Hereby, the easy preparation of zinc-based complexes [ZnR(κ³-phbptamd)] (R = Me, Cl) supported by a high sterically hindered NNN’-acetamidinate scorpionate is described. X-ray diffraction analysis for [ZnMe(κ³-phbptamd)] evidenced a mononuclear species and the zinc centre in a pseudotetrahedral disposition with the scorpionate ligand in a κ³-fashion.

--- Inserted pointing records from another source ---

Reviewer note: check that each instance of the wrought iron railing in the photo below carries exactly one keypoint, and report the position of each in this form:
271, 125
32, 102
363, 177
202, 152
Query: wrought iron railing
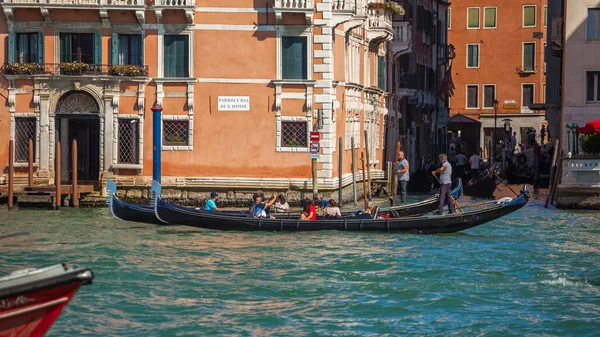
74, 69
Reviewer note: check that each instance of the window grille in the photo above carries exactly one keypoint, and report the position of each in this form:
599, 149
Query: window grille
293, 134
176, 133
24, 130
129, 145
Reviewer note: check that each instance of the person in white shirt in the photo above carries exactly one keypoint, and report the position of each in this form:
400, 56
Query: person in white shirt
475, 161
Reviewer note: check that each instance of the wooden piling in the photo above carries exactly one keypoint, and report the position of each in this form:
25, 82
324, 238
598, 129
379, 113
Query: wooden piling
30, 163
11, 172
340, 168
362, 160
57, 197
368, 165
353, 171
553, 170
75, 192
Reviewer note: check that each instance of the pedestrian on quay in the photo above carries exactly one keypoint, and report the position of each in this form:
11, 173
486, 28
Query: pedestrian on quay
211, 204
445, 179
403, 176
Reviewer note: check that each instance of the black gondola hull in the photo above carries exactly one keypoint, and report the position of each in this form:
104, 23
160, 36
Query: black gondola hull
423, 225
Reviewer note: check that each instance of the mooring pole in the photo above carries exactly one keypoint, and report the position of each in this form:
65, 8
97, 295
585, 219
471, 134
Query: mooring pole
340, 168
30, 163
353, 171
75, 193
11, 171
156, 140
57, 198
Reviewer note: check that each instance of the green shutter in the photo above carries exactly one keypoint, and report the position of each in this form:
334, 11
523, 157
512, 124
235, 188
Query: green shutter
115, 48
141, 51
97, 48
12, 40
40, 47
65, 47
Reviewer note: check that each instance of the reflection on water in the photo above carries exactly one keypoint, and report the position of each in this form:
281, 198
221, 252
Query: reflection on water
536, 266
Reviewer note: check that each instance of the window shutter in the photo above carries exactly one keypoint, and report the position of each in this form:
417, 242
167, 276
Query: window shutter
141, 49
40, 47
115, 48
97, 48
12, 41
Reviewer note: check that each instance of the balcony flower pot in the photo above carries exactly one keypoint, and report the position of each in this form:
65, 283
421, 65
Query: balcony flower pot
23, 68
73, 68
128, 70
388, 6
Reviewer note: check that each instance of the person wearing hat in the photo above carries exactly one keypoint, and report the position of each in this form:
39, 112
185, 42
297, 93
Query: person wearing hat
211, 203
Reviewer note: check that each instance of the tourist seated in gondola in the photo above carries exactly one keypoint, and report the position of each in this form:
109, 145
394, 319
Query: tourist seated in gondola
281, 205
309, 212
260, 206
332, 210
211, 204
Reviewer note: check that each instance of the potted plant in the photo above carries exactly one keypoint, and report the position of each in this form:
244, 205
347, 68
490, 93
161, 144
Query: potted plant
590, 143
14, 68
128, 70
388, 6
73, 68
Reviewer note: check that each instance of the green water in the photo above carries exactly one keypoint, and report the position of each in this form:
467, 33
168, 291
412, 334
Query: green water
532, 273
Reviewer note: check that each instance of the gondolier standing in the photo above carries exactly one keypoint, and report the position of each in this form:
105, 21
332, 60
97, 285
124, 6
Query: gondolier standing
403, 176
445, 180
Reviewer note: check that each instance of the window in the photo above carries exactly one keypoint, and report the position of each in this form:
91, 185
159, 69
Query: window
381, 72
294, 58
594, 24
593, 86
24, 131
127, 49
177, 56
489, 95
129, 141
175, 133
528, 94
27, 48
529, 57
80, 47
293, 134
473, 17
472, 56
473, 96
528, 16
489, 17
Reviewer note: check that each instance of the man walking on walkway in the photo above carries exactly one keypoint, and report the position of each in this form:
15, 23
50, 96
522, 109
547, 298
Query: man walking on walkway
445, 172
403, 176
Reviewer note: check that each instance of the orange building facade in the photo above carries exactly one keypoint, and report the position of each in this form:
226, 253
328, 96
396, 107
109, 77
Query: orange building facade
499, 48
242, 84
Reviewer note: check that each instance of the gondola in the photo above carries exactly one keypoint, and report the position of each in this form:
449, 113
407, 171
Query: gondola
131, 212
423, 206
449, 223
482, 188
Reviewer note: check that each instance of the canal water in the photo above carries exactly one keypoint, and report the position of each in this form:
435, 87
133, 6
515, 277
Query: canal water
535, 272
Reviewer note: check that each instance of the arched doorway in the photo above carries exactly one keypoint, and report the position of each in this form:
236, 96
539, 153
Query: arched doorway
77, 117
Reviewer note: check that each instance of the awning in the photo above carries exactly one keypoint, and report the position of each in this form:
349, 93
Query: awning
590, 127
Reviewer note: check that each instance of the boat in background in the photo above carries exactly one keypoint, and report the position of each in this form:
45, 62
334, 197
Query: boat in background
132, 212
32, 299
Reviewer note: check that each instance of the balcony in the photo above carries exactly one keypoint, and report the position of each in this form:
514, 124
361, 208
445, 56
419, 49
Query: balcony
102, 5
380, 25
74, 69
401, 44
188, 6
305, 7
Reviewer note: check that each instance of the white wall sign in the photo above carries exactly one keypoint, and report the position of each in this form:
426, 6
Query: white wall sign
234, 103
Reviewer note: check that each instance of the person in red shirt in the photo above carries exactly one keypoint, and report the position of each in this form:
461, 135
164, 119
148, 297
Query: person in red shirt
310, 212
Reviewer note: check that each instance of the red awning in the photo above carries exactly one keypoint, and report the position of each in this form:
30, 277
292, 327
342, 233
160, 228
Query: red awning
590, 127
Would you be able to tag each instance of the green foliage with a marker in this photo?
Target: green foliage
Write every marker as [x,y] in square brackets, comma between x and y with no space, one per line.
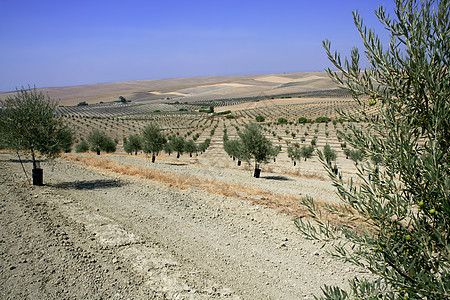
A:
[329,153]
[234,148]
[303,120]
[357,155]
[190,147]
[28,122]
[294,152]
[307,152]
[260,119]
[256,146]
[152,139]
[203,146]
[402,208]
[99,141]
[282,121]
[132,144]
[323,120]
[178,145]
[82,147]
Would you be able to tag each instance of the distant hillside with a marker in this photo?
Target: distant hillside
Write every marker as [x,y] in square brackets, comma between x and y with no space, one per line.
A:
[191,89]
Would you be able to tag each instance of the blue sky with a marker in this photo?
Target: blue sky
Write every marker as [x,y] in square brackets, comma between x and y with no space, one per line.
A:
[64,43]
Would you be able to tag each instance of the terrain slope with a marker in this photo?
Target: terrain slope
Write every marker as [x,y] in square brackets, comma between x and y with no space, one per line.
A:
[91,234]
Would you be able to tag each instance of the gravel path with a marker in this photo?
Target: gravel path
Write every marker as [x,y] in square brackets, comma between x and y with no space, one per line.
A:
[90,234]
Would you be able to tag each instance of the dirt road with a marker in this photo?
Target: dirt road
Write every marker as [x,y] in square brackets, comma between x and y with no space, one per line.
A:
[89,234]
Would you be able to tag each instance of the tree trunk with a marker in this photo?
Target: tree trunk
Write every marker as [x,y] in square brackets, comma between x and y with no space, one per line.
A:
[38,176]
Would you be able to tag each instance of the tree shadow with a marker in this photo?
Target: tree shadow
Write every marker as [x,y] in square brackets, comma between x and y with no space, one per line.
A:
[89,184]
[23,160]
[281,178]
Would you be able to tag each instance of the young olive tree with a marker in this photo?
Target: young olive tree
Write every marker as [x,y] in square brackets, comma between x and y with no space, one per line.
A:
[235,149]
[402,209]
[28,122]
[153,140]
[256,146]
[100,141]
[132,144]
[178,145]
[294,153]
[190,147]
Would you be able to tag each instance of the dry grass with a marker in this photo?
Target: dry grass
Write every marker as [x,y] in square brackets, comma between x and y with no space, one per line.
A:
[283,203]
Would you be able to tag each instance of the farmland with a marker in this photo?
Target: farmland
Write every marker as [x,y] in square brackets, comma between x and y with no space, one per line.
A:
[194,227]
[184,119]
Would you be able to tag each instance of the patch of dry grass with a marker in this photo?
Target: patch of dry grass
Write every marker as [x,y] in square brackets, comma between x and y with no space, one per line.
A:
[283,203]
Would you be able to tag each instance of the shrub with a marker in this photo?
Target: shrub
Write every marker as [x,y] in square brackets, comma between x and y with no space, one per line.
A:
[99,141]
[28,122]
[303,120]
[323,120]
[402,211]
[82,147]
[282,121]
[260,119]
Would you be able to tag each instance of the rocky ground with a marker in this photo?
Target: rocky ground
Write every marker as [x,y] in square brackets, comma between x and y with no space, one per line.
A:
[91,234]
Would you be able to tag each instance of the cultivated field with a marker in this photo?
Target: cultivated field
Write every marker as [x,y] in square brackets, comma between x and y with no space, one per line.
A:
[195,227]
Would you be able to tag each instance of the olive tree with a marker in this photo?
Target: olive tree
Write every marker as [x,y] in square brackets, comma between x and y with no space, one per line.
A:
[28,122]
[256,146]
[401,210]
[294,153]
[235,149]
[132,144]
[153,140]
[100,141]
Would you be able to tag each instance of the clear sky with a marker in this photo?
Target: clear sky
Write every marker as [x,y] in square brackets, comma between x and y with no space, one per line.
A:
[64,42]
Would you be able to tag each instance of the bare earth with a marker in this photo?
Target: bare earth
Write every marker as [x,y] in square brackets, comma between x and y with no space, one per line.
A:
[89,234]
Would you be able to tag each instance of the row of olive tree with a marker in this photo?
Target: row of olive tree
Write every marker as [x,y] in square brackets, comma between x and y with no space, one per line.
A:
[252,145]
[402,209]
[153,141]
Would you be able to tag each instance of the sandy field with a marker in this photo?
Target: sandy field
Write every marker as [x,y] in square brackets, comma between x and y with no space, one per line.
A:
[95,234]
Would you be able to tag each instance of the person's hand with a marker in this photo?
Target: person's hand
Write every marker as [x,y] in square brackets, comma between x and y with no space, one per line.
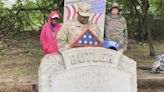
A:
[125,48]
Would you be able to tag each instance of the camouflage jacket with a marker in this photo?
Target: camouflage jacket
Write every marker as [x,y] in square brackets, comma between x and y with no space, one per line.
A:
[72,29]
[116,29]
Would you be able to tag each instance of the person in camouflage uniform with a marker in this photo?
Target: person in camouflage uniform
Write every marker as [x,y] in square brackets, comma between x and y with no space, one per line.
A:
[116,27]
[72,29]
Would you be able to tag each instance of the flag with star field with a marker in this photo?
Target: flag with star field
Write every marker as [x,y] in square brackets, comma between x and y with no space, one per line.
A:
[87,39]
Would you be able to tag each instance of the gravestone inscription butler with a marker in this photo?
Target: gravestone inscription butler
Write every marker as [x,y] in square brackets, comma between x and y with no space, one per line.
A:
[95,69]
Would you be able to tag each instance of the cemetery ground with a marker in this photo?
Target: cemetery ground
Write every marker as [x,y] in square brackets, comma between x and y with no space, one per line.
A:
[20,59]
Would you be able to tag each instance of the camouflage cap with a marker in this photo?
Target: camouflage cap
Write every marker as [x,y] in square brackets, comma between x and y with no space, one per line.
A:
[84,9]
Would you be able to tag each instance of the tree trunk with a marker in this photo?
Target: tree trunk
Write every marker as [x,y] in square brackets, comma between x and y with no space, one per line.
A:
[146,20]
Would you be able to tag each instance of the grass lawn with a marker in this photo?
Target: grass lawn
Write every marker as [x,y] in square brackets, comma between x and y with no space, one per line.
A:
[26,62]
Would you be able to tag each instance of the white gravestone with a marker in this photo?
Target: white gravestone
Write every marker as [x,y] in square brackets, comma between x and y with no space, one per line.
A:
[95,69]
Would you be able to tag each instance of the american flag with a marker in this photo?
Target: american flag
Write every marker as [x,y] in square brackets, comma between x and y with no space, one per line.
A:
[87,39]
[97,6]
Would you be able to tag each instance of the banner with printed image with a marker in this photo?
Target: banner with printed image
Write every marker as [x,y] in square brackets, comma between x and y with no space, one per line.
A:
[98,11]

Very interestingly, these complexes behaved as highly efficient catalysts for the ROP of rac-lactide. Thus, 1 can act as an effective and robust single-component initiator for the living ROP of rac-LA under very mild conditions with a 2 h induction period, as shown by the narrow dispersity values of the PLAs prepared. As evidence, this initiator is capable of reaching a TOF value up to 5520 h⁻¹ under bulk conditions. Preliminary kinetic studies confirmed apparent zero-order dependence on monomer concentration in the absence of a cocatalyst, whereas in the presence of HOBn, catalyst 1 displayed an immortal performance, with nice agreement between the M_n observed and monomer/benzyl alcohol ratios. More importantly, the degree of steric hindrance of the scorpionate ligand in 1 exerts enhanced levels of hetero-activity during polymerisation to produce steroselective poly(rac-lactide)s, reaching a P_s value of 0.74.

We consider these results to represent an important further step forward in the search of inexpensive, low-toxic, and easy-to-prepare metal-based catalysts that are interesting for industrial applicability and which are capable of operating efficiently in the sustainable bioresourced ROP of lactides.